VMwareはネットワークアクセス権を持つ攻撃者が、特定の自動化およびID管理プラットフォームへの管理アクセスを許可する認証バイパスの脆弱性に関して advisory をリリースしました。この攻撃は、VMwareの認証エンドポイントアドレスから、攻撃者が制御するマシンアドレスへのHTTP POSTリクエストのHostヘッダーフィールドを変更することで機能します。この攻撃では、攻撃者がコントロールするマシンにVMwareアプリケーションが認証情報を送信するだけでなく、認証情報が有効であるかどうか攻撃者に決めさせていまいます! したがって、攻撃者が制御するホストが 200 status を返せば、ユーザーは認証に成功したことになります。それは、昇給に値するか確認するようなものです。

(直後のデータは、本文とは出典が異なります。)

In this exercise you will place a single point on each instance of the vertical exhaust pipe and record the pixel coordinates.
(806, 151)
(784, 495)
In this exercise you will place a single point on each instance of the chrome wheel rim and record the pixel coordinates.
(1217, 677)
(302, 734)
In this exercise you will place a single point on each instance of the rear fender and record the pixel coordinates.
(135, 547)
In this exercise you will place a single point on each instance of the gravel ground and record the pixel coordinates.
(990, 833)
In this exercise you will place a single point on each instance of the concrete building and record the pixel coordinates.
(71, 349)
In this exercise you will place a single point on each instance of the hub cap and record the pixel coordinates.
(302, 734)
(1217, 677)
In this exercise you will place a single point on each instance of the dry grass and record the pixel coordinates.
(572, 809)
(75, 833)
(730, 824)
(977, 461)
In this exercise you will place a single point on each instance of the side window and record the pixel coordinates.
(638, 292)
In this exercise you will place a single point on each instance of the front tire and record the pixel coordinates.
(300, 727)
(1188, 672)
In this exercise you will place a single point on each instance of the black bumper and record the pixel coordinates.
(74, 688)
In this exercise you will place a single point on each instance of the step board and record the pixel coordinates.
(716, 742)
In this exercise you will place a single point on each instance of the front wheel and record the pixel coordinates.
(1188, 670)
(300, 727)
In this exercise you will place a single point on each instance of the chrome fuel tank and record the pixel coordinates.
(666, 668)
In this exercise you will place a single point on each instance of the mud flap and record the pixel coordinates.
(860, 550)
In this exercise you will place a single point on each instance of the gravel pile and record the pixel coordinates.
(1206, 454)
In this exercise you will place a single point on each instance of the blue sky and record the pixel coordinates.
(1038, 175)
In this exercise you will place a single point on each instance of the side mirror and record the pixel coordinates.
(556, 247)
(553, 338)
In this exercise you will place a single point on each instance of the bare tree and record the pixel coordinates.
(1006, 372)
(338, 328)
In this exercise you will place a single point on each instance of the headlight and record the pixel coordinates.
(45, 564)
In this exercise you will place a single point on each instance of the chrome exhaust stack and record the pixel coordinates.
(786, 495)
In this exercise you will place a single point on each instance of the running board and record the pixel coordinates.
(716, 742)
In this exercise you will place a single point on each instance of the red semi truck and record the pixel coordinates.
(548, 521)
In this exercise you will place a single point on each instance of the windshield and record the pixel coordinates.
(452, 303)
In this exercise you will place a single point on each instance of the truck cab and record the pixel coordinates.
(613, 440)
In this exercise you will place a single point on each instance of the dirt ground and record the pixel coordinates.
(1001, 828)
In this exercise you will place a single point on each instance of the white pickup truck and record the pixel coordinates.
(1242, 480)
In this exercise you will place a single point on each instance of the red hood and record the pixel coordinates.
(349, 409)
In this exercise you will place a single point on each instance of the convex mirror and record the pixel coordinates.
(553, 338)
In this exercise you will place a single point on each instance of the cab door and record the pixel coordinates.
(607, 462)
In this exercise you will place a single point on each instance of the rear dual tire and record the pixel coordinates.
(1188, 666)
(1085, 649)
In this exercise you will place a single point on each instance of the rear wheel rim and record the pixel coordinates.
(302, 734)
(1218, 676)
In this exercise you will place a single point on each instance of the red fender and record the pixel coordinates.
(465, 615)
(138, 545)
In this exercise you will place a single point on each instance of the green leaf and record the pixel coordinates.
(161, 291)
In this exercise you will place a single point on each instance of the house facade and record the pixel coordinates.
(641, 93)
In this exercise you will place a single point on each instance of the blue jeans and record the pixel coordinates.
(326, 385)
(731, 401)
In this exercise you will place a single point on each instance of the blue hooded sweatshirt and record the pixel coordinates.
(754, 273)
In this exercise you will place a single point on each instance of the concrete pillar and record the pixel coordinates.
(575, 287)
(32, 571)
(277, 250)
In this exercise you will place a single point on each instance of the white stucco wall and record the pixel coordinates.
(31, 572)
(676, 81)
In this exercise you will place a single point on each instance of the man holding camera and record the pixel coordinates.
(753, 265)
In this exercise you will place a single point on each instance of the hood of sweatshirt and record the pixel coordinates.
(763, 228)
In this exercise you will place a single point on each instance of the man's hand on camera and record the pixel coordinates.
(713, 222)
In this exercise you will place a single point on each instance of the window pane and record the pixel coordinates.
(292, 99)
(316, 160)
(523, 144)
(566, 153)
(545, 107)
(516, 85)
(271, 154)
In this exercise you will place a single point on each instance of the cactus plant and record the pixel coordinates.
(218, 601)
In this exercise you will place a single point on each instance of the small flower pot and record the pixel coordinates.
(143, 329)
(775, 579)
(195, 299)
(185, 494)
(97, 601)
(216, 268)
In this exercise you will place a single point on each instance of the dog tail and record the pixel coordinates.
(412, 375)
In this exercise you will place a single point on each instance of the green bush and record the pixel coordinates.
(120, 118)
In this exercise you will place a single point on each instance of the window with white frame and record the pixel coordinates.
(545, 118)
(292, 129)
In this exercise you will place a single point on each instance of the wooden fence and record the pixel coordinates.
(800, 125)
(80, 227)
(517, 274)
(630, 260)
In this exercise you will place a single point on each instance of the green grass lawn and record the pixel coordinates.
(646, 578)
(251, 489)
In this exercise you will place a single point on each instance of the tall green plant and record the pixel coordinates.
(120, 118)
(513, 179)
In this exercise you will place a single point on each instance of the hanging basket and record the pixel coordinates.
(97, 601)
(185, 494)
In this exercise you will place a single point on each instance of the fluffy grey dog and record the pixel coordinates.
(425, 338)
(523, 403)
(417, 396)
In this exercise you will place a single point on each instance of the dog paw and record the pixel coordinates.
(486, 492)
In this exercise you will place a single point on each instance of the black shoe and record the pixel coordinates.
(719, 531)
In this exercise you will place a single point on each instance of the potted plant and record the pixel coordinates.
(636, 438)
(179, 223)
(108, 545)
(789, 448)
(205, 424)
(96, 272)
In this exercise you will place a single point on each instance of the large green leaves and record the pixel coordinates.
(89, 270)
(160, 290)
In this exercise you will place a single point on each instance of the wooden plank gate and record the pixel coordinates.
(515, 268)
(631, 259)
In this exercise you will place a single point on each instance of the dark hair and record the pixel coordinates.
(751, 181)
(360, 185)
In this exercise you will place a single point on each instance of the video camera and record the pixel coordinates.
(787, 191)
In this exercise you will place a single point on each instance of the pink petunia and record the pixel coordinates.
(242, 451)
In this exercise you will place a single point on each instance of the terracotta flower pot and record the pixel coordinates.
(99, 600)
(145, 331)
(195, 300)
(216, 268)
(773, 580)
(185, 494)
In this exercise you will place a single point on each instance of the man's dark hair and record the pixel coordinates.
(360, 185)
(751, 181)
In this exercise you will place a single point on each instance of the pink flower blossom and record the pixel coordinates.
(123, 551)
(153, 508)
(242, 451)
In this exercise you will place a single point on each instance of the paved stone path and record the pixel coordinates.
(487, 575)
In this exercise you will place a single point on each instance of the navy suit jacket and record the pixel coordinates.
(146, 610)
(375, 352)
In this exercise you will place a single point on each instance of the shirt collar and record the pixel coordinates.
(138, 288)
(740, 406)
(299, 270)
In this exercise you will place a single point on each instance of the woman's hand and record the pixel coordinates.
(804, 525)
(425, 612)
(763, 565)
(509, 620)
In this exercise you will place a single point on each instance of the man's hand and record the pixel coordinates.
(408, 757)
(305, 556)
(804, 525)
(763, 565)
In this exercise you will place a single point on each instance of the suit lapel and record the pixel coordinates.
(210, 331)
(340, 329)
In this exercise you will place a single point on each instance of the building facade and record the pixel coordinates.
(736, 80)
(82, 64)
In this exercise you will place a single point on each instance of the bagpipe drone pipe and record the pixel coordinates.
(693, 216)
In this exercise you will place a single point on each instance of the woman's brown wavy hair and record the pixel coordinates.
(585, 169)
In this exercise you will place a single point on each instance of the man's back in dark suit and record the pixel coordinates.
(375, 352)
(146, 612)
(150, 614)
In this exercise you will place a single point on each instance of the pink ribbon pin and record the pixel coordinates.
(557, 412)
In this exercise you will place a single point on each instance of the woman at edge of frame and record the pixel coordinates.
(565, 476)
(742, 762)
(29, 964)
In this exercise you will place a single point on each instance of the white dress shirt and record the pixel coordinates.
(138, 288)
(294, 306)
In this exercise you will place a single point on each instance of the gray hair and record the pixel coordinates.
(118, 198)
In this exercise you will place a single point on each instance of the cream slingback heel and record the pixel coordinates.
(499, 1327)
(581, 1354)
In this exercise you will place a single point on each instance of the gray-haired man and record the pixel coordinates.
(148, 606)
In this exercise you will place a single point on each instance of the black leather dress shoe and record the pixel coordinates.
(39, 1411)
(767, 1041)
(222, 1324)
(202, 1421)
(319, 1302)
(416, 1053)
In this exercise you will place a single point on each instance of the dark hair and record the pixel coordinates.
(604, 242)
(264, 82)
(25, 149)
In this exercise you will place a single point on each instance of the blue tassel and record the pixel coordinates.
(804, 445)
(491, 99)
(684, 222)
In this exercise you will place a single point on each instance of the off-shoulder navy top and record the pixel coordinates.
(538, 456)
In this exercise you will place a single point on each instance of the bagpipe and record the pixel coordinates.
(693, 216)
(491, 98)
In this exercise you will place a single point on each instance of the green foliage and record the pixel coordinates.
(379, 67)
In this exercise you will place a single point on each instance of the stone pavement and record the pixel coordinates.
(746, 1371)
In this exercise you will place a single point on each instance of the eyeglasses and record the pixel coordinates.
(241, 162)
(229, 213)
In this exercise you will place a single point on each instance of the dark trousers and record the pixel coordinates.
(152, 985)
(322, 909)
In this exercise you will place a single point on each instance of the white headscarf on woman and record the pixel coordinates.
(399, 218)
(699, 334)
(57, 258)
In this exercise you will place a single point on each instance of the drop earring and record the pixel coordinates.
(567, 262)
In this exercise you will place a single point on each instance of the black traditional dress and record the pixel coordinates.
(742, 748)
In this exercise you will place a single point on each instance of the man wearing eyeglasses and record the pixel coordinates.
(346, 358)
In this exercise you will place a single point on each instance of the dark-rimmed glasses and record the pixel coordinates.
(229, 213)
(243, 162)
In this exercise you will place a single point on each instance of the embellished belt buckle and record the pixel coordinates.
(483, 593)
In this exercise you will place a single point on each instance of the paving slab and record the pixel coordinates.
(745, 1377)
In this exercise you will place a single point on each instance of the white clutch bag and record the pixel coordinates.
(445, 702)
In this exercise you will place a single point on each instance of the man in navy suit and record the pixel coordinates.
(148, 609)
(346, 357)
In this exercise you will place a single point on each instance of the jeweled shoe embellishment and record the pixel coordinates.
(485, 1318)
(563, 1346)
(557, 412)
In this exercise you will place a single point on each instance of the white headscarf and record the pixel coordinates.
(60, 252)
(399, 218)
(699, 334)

「Fredさん、Fredの昇給を認めますか?」Fredさんに都合がよい質問ですね。
対象:
影響を受けるVMwareの製品は次の5つです。
- VMware Workspace ONE Access (Access)
- VMware Identity Manager (vIDM)
- VMware vRealize Automation (vRA)
- VMware Cloud Foundation
- vRealize Suite Lifecycle Manager
今のところ、脆弱性の悪用は確認されていませんが、CISA はアクターがこの脆弱性を利用し、VMwareシステムを完全にシステム制御する大規模な攻撃チェーンを開始する可能性が高いと警告しています。最近、GitHubでこの脆弱性の悪用コードが公開されたことを考えれば、アクターにとっては造作もないことでしょう。VMwareは統合エンドポイント管理分野で大きな影響力を持つ企業の1つであるため、この問題は多くの企業や組織に影響が及ぶ可能性があります。
対処法:
この脆弱性や、patchがリリースされている他のすべての脆弱性において、VMwareが公開したパッチで保護することを推奨します。パッチを適用できない場合でも、影響を受ける製品に対する回避策がVMwareから提供されています。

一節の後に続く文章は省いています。